De primaire verantwoordelijkheid voor de naleving van veiligheidsmaatregelen op de werkplek en de beschreven maatregelen voor veilige transfer ligt bij de aannemer als werkgever/opdrachtnemer. Toezichthouders van ProRail houden vanuit de rol als opdrachtgever toezicht op de invulling hiervan. ProRail en haar opdrachtnemers werken aan het verder verbeteren van het toezicht op de naleving, omdat zij onderkennen dat dit in een aantal gevallen onvoldoende heeft plaatsgevonden.
Vraag 12
Welke partij is eindverantwoordelijk om te voorkomen dat reizigers en werkenden worden blootgesteld aan te hoge concentraties gevaarlijke stoffen bij werkzaamheden in stations?
Antwoord 12
ProRail is eindverantwoordelijk.
Vraag 13
Is in de gesprekken tussen uw ministerie en ProRail het vrijkomen van kwartsstof en/of andere gevaarlijke stoffen bij werkzaamheden aan de orde gesteld? Wanneer is dit aan de orde gesteld en in welke context?
Antwoord 13
Veiligheid bij het werken aan het spoor is een onderwerp dat vanuit de beleidsverantwoordelijkheid van het Ministerie van IenW besproken wordt tussen IenW en ProRail. Er is en wordt in die context niet gesproken over het vrijkomen van kwartsstof en/of andere gevaarlijke stoffen met mogelijke effecten op de gezondheid van werknemers. De verdeling qua verantwoordelijkheden ligt in deze situatie namelijk als volgt: het is de verantwoordelijkheid van ProRail om aan de Arbowetgeving te voldoen. Het Ministerie van SZW is verantwoordelijk voor de Arbowetgeving en de Inspectie SZW ziet toe op de naleving van de Arbowet. Het Ministerie van IenW heeft desondanks ProRail er onlangs, vanuit de rol als aandeelhouder, wel op aangesproken dat op basis van beelden van Zembla lijkt dat de Arbowetgeving niet in alle gevallen door de sector wordt nagekomen.
Vraag 14
Klopt het dat de Inspectie SZW een onderzoek start naar het gebruik van kwartshoudende stenen bij spoorwerkzaamheden?
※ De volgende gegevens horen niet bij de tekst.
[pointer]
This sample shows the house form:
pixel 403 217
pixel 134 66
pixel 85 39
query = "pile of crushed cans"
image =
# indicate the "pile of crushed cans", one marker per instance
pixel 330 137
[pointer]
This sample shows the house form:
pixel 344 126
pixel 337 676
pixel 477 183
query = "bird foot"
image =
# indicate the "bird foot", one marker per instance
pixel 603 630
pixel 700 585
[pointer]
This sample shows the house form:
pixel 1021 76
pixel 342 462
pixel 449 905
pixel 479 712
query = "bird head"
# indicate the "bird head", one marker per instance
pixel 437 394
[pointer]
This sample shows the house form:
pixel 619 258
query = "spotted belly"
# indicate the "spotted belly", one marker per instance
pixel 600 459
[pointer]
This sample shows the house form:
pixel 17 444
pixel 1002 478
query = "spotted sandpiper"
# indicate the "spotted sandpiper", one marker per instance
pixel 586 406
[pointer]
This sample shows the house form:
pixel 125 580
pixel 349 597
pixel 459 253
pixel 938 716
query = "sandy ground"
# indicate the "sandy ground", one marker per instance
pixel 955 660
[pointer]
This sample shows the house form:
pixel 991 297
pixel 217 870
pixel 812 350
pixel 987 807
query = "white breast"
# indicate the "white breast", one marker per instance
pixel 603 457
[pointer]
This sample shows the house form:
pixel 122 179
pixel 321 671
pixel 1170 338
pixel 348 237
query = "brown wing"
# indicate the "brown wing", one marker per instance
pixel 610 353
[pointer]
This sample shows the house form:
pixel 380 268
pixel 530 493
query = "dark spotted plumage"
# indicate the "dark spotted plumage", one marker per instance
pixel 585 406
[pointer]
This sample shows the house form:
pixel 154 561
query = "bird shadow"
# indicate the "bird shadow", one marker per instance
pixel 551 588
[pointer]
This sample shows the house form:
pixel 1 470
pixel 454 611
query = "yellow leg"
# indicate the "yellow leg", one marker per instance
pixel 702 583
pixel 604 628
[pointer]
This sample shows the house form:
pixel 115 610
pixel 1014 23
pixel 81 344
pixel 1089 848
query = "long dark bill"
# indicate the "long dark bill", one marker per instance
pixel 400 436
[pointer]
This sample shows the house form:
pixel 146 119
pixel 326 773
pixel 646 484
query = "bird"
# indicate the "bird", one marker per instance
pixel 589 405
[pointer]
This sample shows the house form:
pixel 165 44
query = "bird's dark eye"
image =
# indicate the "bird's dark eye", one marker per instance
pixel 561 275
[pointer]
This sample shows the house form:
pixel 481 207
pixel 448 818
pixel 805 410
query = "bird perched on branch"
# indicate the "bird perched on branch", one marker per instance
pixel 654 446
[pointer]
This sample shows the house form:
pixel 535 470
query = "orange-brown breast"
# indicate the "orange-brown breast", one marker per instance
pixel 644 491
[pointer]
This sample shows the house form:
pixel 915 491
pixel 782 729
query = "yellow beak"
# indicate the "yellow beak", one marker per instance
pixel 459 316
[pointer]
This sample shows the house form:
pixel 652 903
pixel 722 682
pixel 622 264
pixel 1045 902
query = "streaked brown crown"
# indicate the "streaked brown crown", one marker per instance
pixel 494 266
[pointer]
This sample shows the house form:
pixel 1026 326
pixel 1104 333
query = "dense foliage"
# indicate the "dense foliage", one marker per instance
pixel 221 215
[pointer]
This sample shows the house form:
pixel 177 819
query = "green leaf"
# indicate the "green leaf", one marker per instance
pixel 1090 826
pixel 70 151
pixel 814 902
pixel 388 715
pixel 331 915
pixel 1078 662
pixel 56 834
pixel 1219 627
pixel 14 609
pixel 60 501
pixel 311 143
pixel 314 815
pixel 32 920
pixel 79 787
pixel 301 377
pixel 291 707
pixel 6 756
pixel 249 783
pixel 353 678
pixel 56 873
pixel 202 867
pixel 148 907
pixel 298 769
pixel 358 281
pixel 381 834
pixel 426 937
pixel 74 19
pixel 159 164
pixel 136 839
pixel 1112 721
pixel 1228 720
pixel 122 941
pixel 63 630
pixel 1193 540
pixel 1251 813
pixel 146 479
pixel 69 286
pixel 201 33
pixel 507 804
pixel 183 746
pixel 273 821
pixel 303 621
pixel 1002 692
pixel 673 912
Wanneer wordt dit onderzoek naar verwachting afgerond?
Antwoord 14
De Inspectie SZW doet zowel onderzoek naar het gebruik van kwartshoudende stenen als naar stofvorming bij spoor werkzaamheden waaronder respirabel kwartsstof. Het onderzoek is van vele zaken afhankelijk en het is op voorhand niet te zeggen wanneer het afgerond zal zijn.
Vraag 15
In hoeverre valt het (voorkomen van het) vrijkomen van kwartsstof en/of andere gevaarlijke stoffen bij werkzaamheden onder «het beperken van de lokale milieueffecten» genoemd in de Beheerconcessie 2015–2025? Indien dit hier niet onder valt, in hoeverre biedt een beheerconcessie ruimte om hier bepalingen over op te nemen?
Antwoord 15
In de beheerconcessie is ten aanzien van het beperken van lokale milieueffecten een zorgplicht opgenomen. Deze is enerzijds gericht op het voldoen aan de wettelijke kaders en anderzijds op het, indien dit redelijkerwijs mogelijk is, nemen van aanvullende maatregelen om negatieve externe effecten verder te mitigeren. Uit deze zorgplicht, die ook volgt uit artikel 1.1a van de Wet milieubeheer, vloeien voor kwartsstof geen andere maatregelen voort dan die al vereist zijn op grond van de Arbowet- en -regelgeving en die gericht zijn op de bescherming van de gezondheid van mensen die langdurig aan kwartsstof blootgesteld kunnen worden. Als laatstgenoemde regelgeving goed wordt nageleefd, wordt ook aan de wettelijke zorgplicht ten aanzien van het beperken van lokale milieueffecten voldaan.
Vraag 16
Kunt u in uw gesprekken met ProRail aan de orde stellen dat de blootstelling van werknemers aan kwartsstof acuut dient te worden beëindigd en de Kamer binnen een maand verslag doen van de uitkomsten van dit gesprek?
Antwoord 16
De afgelopen periode is vanuit het Ministerie van IenW in diverse overleggen met ProRail aandacht besteed aan kwartsstof. Zo is bijvoorbeeld tijdens de Algemene Vergadering van Aandeelhouders op 23 april jl. met de Raad van Commissarissen en Raad van Bestuur over kwartsstof gesproken. Zoals gewoonlijk heeft uw Kamer een weergave ontvangen van deze vergadering (Kamerstuk 29 984, nr. 925).
Toelichting:
Deze vragen dienen ter aanvulling op eerdere vragen terzake van het lid Van Kent (SP), ingezonden 9 april 2021 (vraagnummer 2021Z05620).